Now I see you everywhere.
In every car that slows beside me at a signal. In every crowded café where someone leans back in a chair the way you do — distracted, confident, impossible to fully reach. Sometimes I still look for your car on roads I know you probably never even take. It’s embarrassing, almost. The way my eyes search before my mind can stop them. The way I still remember those drives with you so vividly — your hand resting lazily near the gear, music too low to matter, me pretending I wasn’t memorizing every version of your silence.
I didn’t want this to happen to me.
I didn’t want to become the kind of woman who loses her balance over someone emotionally unavailable. I wanted friendship. That was the safest word for what I felt. Friendship meant I could keep you in my life without asking questions that would ruin everything. And maybe that’s why I fought the attraction for so long, because somewhere deep down I knew the moment we crossed that line, there would be no returning to something clean and uncomplicated.
But then you touched me like I mattered.
And maybe that’s the cruelest part of all.
Because I still don’t understand why you fucked me the same way you probably fuck every other woman who wanders too close to you. I thought I would be different to you. Not because I’m prettier or smarter or more special than anyone else — but because of the way you looked at me sometimes when you forgot to be careful. Because your body confessed things your mouth never would. Because there were moments your hands held me with a tenderness that did not feel casual, no matter how much you later tried to reduce it into something smaller.
You kept saying one thing while feeling another.
And I hate that I could feel it.
I hate that my heart still believes the version of you that existed in those quiet seconds — the pauses, the lingering hugs, the way your eyes softened when you thought I wasn’t looking. Maybe I imagined half of it. Maybe wanting to be loved makes fools out of intelligent women. But I know what tension feels like. I know what restraint feels like. And you were never as unaffected as you pretended to be.
That’s what breaks me.
Not the distance. Not even the rejection.

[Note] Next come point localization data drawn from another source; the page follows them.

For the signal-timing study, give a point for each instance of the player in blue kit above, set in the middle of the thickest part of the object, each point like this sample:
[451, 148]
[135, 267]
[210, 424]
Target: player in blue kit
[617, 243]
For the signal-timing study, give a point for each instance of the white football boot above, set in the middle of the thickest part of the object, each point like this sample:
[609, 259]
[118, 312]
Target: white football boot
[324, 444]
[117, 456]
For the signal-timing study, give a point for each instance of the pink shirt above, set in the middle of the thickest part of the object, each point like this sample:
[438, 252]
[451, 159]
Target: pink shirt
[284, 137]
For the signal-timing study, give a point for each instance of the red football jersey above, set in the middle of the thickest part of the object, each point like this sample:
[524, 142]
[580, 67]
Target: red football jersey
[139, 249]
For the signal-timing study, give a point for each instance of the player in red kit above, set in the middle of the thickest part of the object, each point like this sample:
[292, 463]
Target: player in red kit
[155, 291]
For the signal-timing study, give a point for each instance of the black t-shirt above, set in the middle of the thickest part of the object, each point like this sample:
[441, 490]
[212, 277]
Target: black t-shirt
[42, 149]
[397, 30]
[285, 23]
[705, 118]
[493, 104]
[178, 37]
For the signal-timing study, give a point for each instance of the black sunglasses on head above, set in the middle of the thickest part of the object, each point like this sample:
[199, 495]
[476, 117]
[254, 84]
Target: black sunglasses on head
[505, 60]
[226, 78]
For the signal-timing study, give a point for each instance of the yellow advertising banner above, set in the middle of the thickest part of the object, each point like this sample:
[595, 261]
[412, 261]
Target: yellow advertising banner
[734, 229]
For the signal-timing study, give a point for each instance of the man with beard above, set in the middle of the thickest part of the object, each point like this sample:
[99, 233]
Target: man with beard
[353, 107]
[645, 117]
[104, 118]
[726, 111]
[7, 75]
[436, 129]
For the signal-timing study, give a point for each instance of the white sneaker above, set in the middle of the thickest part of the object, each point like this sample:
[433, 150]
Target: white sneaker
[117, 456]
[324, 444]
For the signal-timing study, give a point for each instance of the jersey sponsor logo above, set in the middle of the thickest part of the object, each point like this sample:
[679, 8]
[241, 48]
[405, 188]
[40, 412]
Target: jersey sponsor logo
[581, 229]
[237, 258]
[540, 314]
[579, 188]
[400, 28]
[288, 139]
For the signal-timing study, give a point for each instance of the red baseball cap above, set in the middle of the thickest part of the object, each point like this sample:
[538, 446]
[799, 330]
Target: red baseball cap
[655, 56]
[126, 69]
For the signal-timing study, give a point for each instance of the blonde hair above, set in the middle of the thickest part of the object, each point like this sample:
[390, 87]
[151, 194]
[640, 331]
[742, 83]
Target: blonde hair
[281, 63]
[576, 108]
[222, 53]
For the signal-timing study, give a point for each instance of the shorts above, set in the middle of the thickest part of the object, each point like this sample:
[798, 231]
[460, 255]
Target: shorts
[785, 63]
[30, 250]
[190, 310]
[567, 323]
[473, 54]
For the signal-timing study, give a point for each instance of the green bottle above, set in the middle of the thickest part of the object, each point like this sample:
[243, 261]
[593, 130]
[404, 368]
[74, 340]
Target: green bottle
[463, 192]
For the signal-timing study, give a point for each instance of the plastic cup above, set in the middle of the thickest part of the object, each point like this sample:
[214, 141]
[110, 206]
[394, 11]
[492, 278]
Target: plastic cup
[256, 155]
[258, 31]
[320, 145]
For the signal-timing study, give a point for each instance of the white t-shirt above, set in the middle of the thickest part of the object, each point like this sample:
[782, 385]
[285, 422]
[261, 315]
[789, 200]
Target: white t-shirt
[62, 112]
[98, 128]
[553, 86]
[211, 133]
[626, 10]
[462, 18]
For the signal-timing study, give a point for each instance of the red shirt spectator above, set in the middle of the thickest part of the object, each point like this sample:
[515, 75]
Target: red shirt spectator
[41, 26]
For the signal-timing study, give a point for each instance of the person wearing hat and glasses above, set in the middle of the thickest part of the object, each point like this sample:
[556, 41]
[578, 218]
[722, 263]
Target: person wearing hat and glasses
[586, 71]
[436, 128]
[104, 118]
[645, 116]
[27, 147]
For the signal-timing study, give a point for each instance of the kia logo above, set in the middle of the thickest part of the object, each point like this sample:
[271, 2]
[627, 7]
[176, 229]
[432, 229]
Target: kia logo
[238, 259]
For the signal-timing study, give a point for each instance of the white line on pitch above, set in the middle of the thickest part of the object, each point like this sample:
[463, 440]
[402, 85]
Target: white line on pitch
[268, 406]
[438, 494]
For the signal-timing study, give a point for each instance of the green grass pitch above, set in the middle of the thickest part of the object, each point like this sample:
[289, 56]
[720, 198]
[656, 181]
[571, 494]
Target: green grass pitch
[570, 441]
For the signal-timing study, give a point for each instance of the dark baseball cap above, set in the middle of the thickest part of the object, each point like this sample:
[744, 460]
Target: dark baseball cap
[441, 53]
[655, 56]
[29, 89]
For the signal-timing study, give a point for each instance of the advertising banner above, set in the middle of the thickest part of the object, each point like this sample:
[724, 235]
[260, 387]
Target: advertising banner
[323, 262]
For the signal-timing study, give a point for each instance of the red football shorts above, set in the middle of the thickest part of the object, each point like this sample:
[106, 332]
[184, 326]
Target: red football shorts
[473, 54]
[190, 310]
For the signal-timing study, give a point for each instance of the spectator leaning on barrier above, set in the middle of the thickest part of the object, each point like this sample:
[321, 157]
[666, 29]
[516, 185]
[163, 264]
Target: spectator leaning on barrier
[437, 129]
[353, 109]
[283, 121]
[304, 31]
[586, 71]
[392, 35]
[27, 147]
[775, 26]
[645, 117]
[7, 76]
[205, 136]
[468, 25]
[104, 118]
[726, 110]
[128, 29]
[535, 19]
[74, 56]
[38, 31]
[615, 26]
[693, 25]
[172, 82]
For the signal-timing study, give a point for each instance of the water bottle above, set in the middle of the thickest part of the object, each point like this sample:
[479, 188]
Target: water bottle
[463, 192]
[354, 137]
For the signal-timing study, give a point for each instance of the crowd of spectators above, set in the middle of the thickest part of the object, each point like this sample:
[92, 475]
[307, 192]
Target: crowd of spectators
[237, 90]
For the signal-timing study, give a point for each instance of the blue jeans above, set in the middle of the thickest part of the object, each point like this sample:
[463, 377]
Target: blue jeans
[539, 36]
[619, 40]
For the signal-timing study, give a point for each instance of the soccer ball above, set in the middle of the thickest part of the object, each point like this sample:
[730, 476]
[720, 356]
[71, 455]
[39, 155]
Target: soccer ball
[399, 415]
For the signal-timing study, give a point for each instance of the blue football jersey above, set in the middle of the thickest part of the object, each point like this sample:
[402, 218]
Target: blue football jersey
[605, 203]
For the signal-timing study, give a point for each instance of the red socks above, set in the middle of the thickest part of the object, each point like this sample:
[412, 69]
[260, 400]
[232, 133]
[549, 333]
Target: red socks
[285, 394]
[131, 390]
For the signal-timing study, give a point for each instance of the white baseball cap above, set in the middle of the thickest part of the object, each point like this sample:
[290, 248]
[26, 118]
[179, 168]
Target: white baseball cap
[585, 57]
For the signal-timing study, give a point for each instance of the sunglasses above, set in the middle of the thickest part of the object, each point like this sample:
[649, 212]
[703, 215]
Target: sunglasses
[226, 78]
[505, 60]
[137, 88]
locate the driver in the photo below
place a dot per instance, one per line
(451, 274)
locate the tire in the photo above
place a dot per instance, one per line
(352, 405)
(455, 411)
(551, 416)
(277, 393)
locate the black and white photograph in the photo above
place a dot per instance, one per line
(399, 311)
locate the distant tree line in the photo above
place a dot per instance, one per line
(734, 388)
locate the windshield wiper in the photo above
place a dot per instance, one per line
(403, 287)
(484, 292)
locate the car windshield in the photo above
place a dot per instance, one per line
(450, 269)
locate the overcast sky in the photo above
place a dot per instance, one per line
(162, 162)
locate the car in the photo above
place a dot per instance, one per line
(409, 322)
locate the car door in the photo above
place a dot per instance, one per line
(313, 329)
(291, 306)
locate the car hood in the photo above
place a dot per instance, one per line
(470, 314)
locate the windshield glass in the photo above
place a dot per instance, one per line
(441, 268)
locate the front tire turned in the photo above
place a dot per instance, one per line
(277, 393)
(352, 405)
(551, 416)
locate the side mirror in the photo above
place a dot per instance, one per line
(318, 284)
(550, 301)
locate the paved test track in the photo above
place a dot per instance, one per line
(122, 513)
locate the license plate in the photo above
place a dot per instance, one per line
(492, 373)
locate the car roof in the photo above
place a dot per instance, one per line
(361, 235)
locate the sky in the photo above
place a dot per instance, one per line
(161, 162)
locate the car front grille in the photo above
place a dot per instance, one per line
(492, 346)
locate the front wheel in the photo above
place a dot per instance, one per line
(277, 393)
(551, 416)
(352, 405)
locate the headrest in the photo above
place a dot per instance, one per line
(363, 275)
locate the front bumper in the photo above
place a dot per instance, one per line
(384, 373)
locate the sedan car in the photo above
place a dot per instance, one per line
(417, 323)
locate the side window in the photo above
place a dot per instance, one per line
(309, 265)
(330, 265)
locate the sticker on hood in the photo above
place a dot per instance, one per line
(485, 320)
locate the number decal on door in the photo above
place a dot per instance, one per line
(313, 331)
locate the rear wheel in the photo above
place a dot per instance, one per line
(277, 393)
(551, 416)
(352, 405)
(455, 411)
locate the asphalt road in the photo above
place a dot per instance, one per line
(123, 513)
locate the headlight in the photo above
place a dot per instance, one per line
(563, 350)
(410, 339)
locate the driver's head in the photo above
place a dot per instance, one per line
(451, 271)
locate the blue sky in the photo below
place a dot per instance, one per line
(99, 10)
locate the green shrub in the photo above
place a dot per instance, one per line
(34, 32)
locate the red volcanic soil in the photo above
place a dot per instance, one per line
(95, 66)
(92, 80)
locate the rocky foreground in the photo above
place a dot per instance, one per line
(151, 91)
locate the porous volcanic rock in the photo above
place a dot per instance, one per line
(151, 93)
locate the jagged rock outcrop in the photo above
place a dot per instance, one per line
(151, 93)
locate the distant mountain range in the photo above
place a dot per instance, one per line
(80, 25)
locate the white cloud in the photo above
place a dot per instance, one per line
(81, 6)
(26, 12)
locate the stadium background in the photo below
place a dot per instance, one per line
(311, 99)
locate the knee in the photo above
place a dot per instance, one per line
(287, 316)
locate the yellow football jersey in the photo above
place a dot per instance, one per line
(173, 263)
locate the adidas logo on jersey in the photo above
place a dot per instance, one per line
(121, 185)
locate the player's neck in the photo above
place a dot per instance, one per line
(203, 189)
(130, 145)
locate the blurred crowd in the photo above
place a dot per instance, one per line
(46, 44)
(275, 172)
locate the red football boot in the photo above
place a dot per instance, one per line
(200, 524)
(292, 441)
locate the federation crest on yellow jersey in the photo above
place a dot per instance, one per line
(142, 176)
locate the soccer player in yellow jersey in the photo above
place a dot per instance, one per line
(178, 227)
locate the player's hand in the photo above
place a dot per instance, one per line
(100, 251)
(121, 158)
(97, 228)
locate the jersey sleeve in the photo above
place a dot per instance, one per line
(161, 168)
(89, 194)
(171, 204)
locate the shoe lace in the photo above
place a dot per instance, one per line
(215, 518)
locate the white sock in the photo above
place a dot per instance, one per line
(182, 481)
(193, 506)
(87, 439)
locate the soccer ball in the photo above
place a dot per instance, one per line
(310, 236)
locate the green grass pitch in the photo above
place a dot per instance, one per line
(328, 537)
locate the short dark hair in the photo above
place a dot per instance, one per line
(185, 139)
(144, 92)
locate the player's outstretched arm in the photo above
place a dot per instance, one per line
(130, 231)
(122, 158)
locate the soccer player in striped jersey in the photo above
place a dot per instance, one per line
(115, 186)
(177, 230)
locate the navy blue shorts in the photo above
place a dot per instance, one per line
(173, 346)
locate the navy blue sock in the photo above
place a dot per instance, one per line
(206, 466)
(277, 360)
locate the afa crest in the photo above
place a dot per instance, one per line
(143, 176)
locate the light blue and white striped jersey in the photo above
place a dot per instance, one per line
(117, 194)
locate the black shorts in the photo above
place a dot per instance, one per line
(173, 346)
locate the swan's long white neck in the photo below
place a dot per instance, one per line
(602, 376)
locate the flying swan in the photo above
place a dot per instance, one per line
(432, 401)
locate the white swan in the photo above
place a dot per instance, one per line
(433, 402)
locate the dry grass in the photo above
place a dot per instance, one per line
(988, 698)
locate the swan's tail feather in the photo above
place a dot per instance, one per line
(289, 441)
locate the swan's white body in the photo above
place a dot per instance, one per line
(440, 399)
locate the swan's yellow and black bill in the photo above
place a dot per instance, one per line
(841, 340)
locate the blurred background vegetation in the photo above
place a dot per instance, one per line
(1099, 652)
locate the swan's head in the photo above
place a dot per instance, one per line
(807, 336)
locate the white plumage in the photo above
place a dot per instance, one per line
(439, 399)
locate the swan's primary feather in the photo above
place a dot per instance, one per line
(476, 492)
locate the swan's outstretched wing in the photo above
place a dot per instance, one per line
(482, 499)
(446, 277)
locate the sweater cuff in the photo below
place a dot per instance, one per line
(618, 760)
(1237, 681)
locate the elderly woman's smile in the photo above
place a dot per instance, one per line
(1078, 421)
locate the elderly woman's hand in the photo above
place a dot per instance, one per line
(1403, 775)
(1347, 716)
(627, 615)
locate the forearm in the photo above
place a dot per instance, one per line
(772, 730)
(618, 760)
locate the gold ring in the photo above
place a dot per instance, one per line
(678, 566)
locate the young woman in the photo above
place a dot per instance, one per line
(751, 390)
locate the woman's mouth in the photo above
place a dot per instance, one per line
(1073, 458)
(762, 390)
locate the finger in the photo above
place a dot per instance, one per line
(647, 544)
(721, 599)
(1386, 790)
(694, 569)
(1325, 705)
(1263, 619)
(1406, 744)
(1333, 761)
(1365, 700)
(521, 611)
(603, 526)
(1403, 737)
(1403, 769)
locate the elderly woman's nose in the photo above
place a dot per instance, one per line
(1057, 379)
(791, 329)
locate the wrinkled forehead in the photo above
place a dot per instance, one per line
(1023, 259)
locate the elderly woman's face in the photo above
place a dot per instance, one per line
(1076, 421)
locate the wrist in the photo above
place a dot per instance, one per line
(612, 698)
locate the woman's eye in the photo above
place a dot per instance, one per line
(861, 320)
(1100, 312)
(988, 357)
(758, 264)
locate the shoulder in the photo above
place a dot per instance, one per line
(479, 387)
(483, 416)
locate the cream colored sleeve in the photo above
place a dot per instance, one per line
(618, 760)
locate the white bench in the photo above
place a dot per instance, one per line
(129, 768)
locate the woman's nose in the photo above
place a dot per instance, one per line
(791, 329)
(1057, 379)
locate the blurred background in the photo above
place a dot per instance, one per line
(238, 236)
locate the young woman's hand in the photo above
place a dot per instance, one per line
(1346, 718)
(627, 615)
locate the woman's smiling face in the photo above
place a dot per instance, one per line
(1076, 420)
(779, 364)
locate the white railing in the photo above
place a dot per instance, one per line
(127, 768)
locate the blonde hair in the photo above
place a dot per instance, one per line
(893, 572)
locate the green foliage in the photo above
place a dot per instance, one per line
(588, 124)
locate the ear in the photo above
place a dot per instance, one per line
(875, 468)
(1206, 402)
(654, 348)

It’s the confusion of being held close by someone who refuses to truly keep you.
You kept me near enough to need you but far enough to deny me. And every time I tried to understand it, you made me feel irrational for noticing what was right in front of me. Maybe you had reasons bigger than me. Maybe your fears were real. Maybe your life was already too complicated to make space for someone like me in a way that was honest. But it still hurt because I was willing. God, I was willing for you in ways I had never been for anyone else.
I would have adjusted.
I would have stayed.
I would have loved you gently.
And maybe that’s exactly why you ran.
Because people like you know how to receive love when it’s convenient, but not how to hold it responsibly once it becomes real.
What scares me most is that despite everything, despite blocking you, despite the anger and humiliation and endless overthinking, your face is still the only thing that calms me down sometimes. I don’t know what kind of attachment does that to a person. I started hating weekends because I knew I wouldn’t accidentally see you. Isn’t that pathetic? To miss someone not even because they belonged to you, but because their existence made the world feel slightly more bearable.
I keep asking myself what is wrong with me.
But maybe this isn’t entirely my fault.
Maybe some connections arrive unfinished. Maybe some people walk into your life carrying exactly the kind of loneliness that matches yours. And maybe for a brief moment, standing too close to each other feels like relief instead of danger.
I think that’s what you were to me.
Relief.
Until you became grief. Endless Grief.